Questa è una ricerca che avviene tramite specifiche preposizioni di cui prima tra tutte è certamente l’utilizzo dello schermo. Una scelta esplicita con l’uso dei monitors, Ipad e computers, come in Untitled(Galaxy) in cui uno schermo verticale è accesso a una galassia; sia indiretta, come nelle stampe di paesaggi Over Painted ESO#1 – 2 – 3 alle quali si sovrappone uno strato di spray nero che raggiunge le cornici e sembra indicare quella barriera al di là della quale accade la visione.
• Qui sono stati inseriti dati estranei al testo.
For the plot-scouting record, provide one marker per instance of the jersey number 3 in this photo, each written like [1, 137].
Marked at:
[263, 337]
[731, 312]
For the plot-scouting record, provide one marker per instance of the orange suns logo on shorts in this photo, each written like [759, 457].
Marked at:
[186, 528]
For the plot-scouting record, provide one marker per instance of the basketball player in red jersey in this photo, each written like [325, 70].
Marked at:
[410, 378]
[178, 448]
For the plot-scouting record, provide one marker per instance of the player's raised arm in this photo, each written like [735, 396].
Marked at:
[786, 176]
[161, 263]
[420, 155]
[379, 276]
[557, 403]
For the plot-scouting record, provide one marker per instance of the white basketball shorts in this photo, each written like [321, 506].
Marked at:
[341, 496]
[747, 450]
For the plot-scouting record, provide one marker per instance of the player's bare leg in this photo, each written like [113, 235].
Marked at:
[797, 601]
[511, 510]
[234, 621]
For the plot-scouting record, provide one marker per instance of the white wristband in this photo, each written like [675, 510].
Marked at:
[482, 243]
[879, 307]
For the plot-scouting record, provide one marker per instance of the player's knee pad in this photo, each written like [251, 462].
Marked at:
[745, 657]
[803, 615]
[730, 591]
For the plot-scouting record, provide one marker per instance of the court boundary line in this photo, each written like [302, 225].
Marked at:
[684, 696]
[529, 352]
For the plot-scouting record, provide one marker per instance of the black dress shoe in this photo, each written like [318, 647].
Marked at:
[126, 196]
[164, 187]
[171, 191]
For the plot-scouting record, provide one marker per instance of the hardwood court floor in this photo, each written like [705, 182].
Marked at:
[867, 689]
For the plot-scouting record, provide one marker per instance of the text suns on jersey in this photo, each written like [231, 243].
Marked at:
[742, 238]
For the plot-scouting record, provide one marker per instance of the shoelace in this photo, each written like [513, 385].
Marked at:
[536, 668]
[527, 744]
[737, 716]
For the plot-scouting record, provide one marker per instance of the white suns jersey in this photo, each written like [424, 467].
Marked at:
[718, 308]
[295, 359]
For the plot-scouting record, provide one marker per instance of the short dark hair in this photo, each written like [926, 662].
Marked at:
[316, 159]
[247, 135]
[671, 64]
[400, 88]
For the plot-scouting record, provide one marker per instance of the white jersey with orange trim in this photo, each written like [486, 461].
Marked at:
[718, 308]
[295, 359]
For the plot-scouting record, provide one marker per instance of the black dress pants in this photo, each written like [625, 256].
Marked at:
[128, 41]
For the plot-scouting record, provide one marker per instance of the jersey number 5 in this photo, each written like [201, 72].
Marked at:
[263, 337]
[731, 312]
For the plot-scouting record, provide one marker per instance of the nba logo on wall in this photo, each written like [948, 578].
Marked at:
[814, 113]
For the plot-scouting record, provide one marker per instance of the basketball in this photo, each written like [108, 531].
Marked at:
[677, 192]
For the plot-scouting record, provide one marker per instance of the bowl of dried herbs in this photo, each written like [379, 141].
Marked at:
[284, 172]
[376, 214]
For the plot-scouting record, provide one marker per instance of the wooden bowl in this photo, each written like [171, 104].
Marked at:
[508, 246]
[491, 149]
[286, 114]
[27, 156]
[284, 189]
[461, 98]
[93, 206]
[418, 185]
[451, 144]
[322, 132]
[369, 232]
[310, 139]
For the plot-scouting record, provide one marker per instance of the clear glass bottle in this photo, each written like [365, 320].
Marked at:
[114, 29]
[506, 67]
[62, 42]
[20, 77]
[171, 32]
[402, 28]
Ci sono poi opere come Untitled(Gate), in cui un vetro coperto di pittura spray nera lucida è allo stesso tempo elevazione e imitazione dello screen.
Altro aspetto importante è sicuramente la struttura multipla e per livelli delle opere sia per quanto riguarda la scelta dei materiali – dal cemento, al marmo, allo specchio, al monitor – sia nella sovrapposizione di immagini in un continuo rapporto ambiguo tra naturale e artificiale, reale e virtuale. In questo senso la struttura di internet è sicuramente quella a cui Strappato si riferisce maggiormente. Con questo non intendo dire che internet è usato come citazione ma piuttosto come modello narrativo. Di citazioni non si può parlare, nemmeno quando sembrano referenze dirette, come il film The Wild Blue Yonder di Werner Herzog (2005) o l’album Mondi Lontanissimi di Franco Battiato (1985). Meglio considerarli come degli indizi sul metodo di lavoro: Herzog tratta infatti di fantascienza con un approccio scientifico-documentaristico alterando quindi i normali rapporti tra significato e significante, mentre Battiato narra della conquista di un’altra dimensione partendo dalla descrizione di dati sensibili e la definizione di sentimenti precisi.
Mi pare che Strappato voglia parlare in modi diversi della stessa conquista, o meglio, del racconto del suo conquistare perché non c’è un vero obiettivo, se non la contemplazione di questi meccanismi. E per questo mi trovo qui, a credere di guardare Derek Jarman e Yves Klein spiare il suo desktop wallpaper. E ora viaggio da sola: Derek Jarman, Yves Klein, Marco ed io surfiamo insieme a Mavericks.